Assalamualikum, Selamat Datang. Salam Ukhuwah



Agama yang dipertontonkan

Senin, 17 Februari 20140 komentar



Namanya menjadi perbincangan akhir-akhir ini, bukan karena prestasi, melainkan karena keteledoran penuh sensasi. Salah seorang jamaah yang ikut pengajiannya, mengabadikan video “kebodohan” Ustad Hariri yang dengan tega dan tragis menyakiti salah seorang soundman. Ia tak berfikir panjang, ia tahu jika ia harus menerima “hukuman sosial” diakhibatkan perilaku tak senonohnya itu, dia lupa kalau orang memanggilnya “Ustad”.

Sebagai penceramah, prestasi Hariri biasa saja, namanya tak meledak seperti Alm. Ust. Jefry Al Buchori atau Ust. Solmed. Saya pernah melihatnya beradegan di sebuah sinetron, jujur saja, saya kira dia artis yang berperan sebagai Ustad.

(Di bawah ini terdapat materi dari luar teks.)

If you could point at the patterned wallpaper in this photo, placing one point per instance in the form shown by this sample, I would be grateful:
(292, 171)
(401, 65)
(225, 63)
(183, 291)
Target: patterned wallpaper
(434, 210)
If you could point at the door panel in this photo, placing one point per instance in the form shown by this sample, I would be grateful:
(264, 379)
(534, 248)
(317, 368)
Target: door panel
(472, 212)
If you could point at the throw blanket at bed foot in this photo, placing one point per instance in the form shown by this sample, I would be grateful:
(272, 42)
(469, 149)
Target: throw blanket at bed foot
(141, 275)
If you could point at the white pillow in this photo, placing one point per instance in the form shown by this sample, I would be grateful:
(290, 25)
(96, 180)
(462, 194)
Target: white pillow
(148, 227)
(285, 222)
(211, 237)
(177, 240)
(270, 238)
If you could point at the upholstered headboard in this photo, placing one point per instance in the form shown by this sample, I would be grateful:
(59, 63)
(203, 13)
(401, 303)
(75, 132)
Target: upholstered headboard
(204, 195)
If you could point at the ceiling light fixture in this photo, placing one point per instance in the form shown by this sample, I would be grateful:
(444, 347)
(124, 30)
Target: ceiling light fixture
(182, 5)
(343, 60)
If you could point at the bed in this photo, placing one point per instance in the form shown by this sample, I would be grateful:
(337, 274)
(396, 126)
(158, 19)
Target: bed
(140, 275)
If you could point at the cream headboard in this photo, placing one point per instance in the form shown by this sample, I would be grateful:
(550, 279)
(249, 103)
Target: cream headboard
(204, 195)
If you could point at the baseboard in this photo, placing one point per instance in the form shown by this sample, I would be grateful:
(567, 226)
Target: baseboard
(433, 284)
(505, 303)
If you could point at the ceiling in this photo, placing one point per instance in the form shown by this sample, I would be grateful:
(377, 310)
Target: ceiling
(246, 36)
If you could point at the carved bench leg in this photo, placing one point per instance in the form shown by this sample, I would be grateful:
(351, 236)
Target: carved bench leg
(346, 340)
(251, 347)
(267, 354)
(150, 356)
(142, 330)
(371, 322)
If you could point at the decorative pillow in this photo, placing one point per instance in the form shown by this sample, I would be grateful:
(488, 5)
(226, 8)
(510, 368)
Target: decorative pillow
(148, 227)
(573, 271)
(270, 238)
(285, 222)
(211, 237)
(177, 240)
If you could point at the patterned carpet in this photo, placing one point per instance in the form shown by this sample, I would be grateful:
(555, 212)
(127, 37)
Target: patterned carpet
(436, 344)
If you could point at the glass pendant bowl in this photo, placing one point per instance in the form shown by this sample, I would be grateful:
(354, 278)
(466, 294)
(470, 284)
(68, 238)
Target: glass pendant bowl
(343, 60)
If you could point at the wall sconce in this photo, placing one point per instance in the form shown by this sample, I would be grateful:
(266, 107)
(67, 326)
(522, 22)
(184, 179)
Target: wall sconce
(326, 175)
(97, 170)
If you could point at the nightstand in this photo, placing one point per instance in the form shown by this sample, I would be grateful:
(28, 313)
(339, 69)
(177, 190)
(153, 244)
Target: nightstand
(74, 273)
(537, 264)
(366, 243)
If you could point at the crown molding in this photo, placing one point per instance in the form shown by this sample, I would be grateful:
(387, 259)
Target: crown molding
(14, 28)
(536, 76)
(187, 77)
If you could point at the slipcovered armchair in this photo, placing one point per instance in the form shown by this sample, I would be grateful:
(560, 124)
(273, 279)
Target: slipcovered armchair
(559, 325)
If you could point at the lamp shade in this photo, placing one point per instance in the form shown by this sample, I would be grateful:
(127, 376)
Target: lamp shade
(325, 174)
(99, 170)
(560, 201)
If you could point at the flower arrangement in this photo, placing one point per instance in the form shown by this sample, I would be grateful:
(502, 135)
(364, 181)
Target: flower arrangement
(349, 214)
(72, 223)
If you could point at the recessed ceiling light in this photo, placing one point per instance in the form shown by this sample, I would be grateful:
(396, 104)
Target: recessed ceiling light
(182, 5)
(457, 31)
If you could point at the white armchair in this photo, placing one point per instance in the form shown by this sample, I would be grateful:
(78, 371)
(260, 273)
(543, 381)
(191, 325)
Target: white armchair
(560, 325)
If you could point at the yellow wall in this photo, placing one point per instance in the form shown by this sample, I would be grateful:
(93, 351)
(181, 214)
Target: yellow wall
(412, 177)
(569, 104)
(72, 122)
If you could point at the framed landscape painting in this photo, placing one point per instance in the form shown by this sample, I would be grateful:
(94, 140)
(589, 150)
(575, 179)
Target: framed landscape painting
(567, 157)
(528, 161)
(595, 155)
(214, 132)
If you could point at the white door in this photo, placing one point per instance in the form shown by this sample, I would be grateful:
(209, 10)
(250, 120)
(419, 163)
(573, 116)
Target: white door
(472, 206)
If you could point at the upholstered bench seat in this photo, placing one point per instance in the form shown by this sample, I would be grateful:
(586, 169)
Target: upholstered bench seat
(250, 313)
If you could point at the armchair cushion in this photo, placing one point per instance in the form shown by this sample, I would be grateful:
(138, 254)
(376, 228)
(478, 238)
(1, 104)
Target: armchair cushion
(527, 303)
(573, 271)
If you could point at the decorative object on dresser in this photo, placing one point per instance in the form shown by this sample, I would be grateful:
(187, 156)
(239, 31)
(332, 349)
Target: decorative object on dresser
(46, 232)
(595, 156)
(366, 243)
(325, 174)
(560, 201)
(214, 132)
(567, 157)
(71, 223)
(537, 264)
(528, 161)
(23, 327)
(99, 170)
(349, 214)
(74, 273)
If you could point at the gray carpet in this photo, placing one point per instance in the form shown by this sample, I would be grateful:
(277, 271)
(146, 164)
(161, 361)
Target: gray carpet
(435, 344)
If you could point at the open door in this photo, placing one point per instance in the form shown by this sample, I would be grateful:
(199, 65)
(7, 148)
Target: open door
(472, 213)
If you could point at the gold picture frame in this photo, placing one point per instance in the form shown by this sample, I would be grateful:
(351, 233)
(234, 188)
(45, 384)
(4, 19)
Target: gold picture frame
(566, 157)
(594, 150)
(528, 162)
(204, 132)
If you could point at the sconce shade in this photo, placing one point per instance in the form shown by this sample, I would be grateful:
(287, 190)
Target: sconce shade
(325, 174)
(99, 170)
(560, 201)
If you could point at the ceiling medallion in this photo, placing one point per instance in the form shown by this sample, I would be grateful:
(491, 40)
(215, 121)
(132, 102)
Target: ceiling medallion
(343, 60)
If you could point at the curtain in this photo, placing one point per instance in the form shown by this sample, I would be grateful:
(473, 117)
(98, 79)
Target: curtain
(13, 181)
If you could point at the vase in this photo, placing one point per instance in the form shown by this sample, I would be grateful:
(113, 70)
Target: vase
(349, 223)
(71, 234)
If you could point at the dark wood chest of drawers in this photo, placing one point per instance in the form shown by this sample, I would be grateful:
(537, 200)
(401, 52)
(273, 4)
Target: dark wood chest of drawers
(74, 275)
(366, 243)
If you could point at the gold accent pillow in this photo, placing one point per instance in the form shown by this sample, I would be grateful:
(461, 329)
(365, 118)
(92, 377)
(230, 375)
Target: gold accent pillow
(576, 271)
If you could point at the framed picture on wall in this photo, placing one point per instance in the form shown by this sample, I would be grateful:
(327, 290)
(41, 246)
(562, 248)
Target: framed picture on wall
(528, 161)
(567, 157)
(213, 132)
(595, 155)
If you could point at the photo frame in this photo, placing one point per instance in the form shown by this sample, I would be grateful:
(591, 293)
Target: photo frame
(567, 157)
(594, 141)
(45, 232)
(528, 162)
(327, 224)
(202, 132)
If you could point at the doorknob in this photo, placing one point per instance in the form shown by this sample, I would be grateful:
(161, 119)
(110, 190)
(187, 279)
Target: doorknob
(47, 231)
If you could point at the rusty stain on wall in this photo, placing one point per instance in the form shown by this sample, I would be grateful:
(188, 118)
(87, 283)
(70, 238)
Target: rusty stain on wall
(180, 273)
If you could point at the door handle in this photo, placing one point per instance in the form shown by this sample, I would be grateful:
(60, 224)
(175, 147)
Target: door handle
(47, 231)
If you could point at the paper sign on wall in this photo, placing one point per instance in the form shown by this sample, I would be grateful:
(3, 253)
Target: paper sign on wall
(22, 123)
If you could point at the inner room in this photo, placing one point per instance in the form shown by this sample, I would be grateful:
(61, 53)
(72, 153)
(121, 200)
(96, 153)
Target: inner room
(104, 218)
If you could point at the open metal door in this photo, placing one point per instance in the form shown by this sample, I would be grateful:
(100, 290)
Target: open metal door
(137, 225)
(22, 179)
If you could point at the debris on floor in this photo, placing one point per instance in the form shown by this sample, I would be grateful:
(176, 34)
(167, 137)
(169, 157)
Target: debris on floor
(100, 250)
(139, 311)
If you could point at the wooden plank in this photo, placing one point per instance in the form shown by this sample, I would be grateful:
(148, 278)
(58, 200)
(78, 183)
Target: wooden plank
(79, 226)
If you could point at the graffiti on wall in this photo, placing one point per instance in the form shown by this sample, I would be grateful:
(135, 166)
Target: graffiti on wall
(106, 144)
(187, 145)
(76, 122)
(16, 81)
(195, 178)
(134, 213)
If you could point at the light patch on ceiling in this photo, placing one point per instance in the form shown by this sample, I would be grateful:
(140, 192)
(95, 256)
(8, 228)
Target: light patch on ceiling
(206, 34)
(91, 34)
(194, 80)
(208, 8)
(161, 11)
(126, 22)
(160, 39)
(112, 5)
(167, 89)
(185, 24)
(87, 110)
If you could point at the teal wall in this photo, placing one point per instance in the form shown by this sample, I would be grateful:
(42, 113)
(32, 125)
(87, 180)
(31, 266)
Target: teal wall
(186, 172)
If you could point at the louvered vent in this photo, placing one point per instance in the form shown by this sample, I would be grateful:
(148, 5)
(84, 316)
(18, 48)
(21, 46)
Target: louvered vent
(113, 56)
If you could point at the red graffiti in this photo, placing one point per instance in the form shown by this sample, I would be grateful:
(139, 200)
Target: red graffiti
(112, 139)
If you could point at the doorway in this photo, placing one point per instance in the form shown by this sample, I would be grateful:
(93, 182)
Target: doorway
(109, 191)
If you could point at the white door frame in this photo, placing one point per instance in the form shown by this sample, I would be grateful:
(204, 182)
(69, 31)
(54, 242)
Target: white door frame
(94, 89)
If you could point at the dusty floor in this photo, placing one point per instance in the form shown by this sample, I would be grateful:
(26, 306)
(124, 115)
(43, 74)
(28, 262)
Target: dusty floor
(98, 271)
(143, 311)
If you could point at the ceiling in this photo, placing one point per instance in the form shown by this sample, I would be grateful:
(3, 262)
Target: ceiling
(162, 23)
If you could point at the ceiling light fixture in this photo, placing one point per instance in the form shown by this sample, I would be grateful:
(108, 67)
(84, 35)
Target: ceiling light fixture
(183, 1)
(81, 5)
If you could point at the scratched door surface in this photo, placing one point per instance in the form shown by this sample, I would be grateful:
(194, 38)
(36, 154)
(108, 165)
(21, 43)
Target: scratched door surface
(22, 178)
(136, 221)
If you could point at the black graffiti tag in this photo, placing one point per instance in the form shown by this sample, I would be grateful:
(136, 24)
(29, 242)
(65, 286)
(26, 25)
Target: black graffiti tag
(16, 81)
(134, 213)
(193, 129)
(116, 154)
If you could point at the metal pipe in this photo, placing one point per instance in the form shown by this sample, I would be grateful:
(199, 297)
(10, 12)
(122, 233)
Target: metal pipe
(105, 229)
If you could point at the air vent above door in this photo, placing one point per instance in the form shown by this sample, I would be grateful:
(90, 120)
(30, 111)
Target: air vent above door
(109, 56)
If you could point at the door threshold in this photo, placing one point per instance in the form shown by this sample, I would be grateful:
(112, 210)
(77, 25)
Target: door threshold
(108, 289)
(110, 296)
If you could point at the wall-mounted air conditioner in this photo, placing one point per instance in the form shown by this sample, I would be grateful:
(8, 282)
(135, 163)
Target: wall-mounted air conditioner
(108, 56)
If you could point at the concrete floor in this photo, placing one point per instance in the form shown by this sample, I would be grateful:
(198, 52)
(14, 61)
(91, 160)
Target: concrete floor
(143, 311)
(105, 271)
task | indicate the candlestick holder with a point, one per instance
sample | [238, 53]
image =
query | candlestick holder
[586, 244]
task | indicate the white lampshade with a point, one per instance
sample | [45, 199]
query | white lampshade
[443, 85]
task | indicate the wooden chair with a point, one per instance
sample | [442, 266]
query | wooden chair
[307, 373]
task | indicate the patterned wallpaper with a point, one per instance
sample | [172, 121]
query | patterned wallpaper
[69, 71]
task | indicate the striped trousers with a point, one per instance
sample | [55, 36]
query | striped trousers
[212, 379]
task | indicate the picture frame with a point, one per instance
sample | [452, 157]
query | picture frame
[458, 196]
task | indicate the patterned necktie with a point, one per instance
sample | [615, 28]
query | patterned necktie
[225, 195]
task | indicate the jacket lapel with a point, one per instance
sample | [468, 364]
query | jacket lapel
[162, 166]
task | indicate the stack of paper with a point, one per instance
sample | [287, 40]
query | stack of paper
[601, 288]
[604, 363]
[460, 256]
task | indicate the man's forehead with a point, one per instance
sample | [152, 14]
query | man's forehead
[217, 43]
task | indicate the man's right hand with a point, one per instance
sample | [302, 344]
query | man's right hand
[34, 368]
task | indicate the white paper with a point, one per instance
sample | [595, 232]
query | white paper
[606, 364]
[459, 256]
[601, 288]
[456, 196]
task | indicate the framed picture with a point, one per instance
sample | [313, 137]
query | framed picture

Ternyata dia seorang penceramah. Ia juga sering diundang ceramah kemana-mana, dalam hingga luar negeri. Saya pun tak sengaja membaca beritanya ketika membuka situs liputan6.com, hobi saya memang membuka situs berita online.

Saya mengamati dengan seksama video “tak senonohnya” itu. Memang sangat memilukan, seorang Ustad marah di depan para jemaah dan melakukan kekerasan fisik. Di sejumlah media sosial, banyak yang mengutuki aksinya, wajar saja jika masyarakat marah, mana mungkin seorang yang dipangil Ustad melakukan hal-hal yang tidak patut di contoh seperti itu.

Pasca menyebarnya video tersebut, banyak media membicarakannya, terlebih infotainment. Ini pula yang membuat saya bingung, bagaimana mungkin seorang ustad masuk infotainment? Hariri bukan satu-satunya, banyak Ustad “seleb” yang sering di gunjing di infotainment. Biasanya, infotainment tempatnya menggosipkan para artis, dan para artis profesinya adalah penghibur. Lantas, kenapa Ustad juga masuk infotainment, apakah dia juga seorang penghibur?

Media online yang dengan komprehensip mengupas sosok Hariri adalah Republika. Republika adalah media Islam terbesar di Indonesia, wajar saja jika Republika mengupas habis sosoknya, ia seorang penceramah Agama Islam, dan Republika punya tanggung jawab moral sebagai media Islam. Dari reportase Republika online (ROL), diketahui ternyata Hariri adalah lulusan UIN Sunan Gunung Jati Bandung serta mantan aktifis PMII (Pergerakan Mahasiswa Islam Indonesia).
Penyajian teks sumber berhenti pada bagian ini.